Two Asteroids Shot Past Earth Undetected Last Weekend, Creeping In At One Third The Lunar Distance


Last weekend, two asteroids made a close approach to our planet and NASA only found out about it after the space rocks safely skimmed past us, Newsweek reports.

Granted, the two asteroids were pretty tiny and didn’t pose any danger. Dubbed 2018 NX and 2018 NV, the space rocks only measured between 16 feet (almost 5 meters) and 50 feet (15 meters) across — relatively modest dimensions as far as near-Earth asteroids go.

By comparison, the potentially dangerous asteroid Bennu that’s headed for us from 54 million miles (almost 87 million kilometers) away and is expected to reach Earth in 2135 is 1,640 feet wide (500 meters), as reported by the Inquisitr.

At the same time, near-Earth asteroid Ryugu is even larger. Lying 180 million miles (300 million kilometers) from our planet, the asteroid has an estimated diameter of 3,000-foot-wide (900 meters), the Inquisitr recently reported.

Although tiny, our recent visitors have managed to slip very close by Earth — closer than the moon, in fact.

Asteroids 2018 NX and 2018 NV scooted past our planet at a third of the lunar distance, or the distance between us and the moon, coming within 72,000 miles (115,000 kilometers) and 76,000 miles (122,000 kilometers) of Earth, respectively.

The two space rocks were only spotted hours after they popped by for a close visit and were picked up on Sunday (July 8) by astronomers at an observatory on the Palomar Mountain range in California.

Although 2018 NX and 2018 NV buzzed Earth at the same time, the two asteroids didn’t travel together and don’t form a binary asteroid like near-Earth asteroid 2017 YE5, which turned out to be a pair of twin space rocks, the Inquisitr reported earlier today.

According to Daily Star, NASA said that the two asteroids didn’t pass close enough to penetrate our planet’s atmosphere.

Four Other Close Encounters In The Last Four Months

This is the latest in a series of five close encounters that Earth has had in five consecutive months.

In early June, the even tinier asteroid 2018 LA actually smashed into Earth’s atmosphere and disintegrated over Botswana, one of its fragments being recovered from the Central Kalahari Game Reserve at the beginning of this month, as reported by the Inquisitr.

In May, asteroid 2010 WC9 — a space rock about the size of the Statue of Liberty — whizzed past Earth at half the lunar distance, in one of the closest approaches ever observed of an asteroid of this size, the Inquisitr reported at the time.

In mid-April, another asteroid darted past us as half the distance between Earth and the moon, per an Inquisitr report.
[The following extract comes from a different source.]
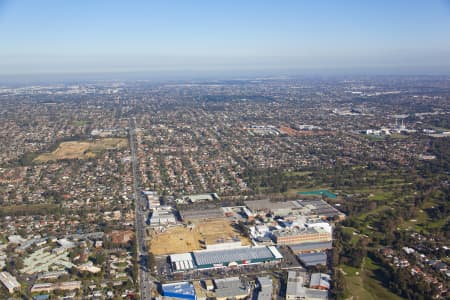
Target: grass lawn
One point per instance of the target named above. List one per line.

Dubbed 2018 GE3, the football field-sized space rock was detected hours after it swung by, similar to 2018 NX and 2018 NV.

At the beginning of March, yet another space rock skimmed past our planet, this time coming even closer than all the others listed above. Known as 2018 DV1, the bus-sized asteroid (roughly 23 feet, or 7 meters, in diameter) approached less than one-third of the lunar distance, coming in at around 65,000 miles (or about 105.000 km) from the surface of our planet, the Inquisitr reported.